We the Caymanian people are not accustomed to voting on issues and so those of us that voted yes or no on 18 July must be congratulated for having participated in this momentous historical event. Although it can be assumed that many of those who voted no interpreted the referendum as a vote against the premier and his parliamentary partners thus making their vote personal rather than about the issue of equity and accountability. The premier in claiming victory over the young movers of the movement and has said that the OMOV committee was highjacked by political bosses; however, he at the moment is the only real political boss in our small island state. And had the PPM really taking control of the OMOV movement and lent their political and economic resources to it, the outcome would have been much different and the referendum might well have succeeded.  

But the success of a citizen’s movement cannot simply be measured by the success of the question put before the people. Education of voters and their mobilisation are jointly of significance to the on-going task of strengthening our democracy. For our democracy is only as strong as its citizens and it’s upon them that the responsibility of maintaining a healthy decision making process lies. 

Thus the PPM must be congratulated for allowing the OMOV committee members to exercise and experience the gift of free expression and political activism. This is not to say that I have yet come to the position of supporting the PPM, but I said long ago that there is more democracy in the PPM than will ever be allowed in the UDP as long as McKeeva Bush is in control of the UDP. And as a founding member of the UDP, I can say that the UDP was from the outset created to facilitate the political dictatorship of William McKeeva Bush and that that Party has never adhered to its constitution nor attempted to politically educate its members to the point where the will of the party was that of its members and not just its leader. When was the last time the UDP had consultations with its members by holding meetings or conventions. When was the last time the UDP held branch meetings or informed its members of the rationale for their actions in Parliament and Government.  

I am not against political parties because they may well be a necessary evil, but dictatorship in the parties leads to dictatorship in the government. As we can well see McKeeva does not abide by his party’s constitution so why would he abide by our country’s constitution. But it also appears to me that the PPM has already selected their candidates for the 2013 election without giving some very capable young and educated individuals – some of whom were involved in the OMOV movement – a chance to compete for selection by their party bosses; and this is not very democratic. So now that the people have discussed the issue of equity in our electoral system they how need to examine the issue of whether or not the two existing parties in their present composition and operation is serving our democracy as well as they should be doing and if it might not be best to weaken the party system and the party bosses that are controlling every aspect of their operation; by sponsoring and electing independents in the next general election. Certainly the OMOV movement has proven that although organisation is essential to successful political behaviour, the party is not the only organisational form capable of mobilising the people. With social media and other forms of advance communication between citizens in Cayman, it might very well be possible to bypass the two rival parties and send independents to parliament in 2013.  

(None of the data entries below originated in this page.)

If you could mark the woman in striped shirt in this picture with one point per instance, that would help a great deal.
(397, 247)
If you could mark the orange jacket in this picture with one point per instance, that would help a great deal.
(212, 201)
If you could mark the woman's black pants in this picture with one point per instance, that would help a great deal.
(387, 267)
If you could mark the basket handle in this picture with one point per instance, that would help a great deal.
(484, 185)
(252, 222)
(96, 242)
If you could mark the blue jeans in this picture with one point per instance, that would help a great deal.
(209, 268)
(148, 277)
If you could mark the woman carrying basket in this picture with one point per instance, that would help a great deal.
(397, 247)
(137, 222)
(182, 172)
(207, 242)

For our political party system has had neither real ideological foundations nor any meaningful purpose other than situating one or two strong individuals in the position to use their charisma and access to financial resources to get others elected, but of course only after gaining from them their loyalty. And as we have experienced this is especially the case with the United Democratic Party and it would be to our detriment and a real shame if in 2013, we allow persons to be elected not because of merit but because they are hanging unto someone’s coat tail. Is it not obvious what this type of party structure is presently doing to our country? Can we not see that one man is making the decisions for all; and that his elected colleagues will follow him blindly until the end, so long as he can provide them with the organisation and financial resources to be re-elected in 2013.  

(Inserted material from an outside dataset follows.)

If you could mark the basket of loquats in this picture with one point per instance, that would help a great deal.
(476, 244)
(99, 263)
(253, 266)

Attempting to change our electoral system to bring greater equity and accountability may have failed but it is not the only way to strengthen our democracy, for the great change will come from a change in the way we the people behave politically. And if we the people truly examine the issues as they are presented to us, and if we the people invest some of our time and intelligence in reforming our democracy by limiting the power of the party bosses our democracy will become improved and the envy of those around us. 

I encourage status holders that were so shamefully disenfranchised on July the 18th to now register to vote in the general election next year, for our democracy is in need of individuals that will ask their leaders to do nothing more for them than to create the foundation for sensible and sustainable economic growth and prosperity.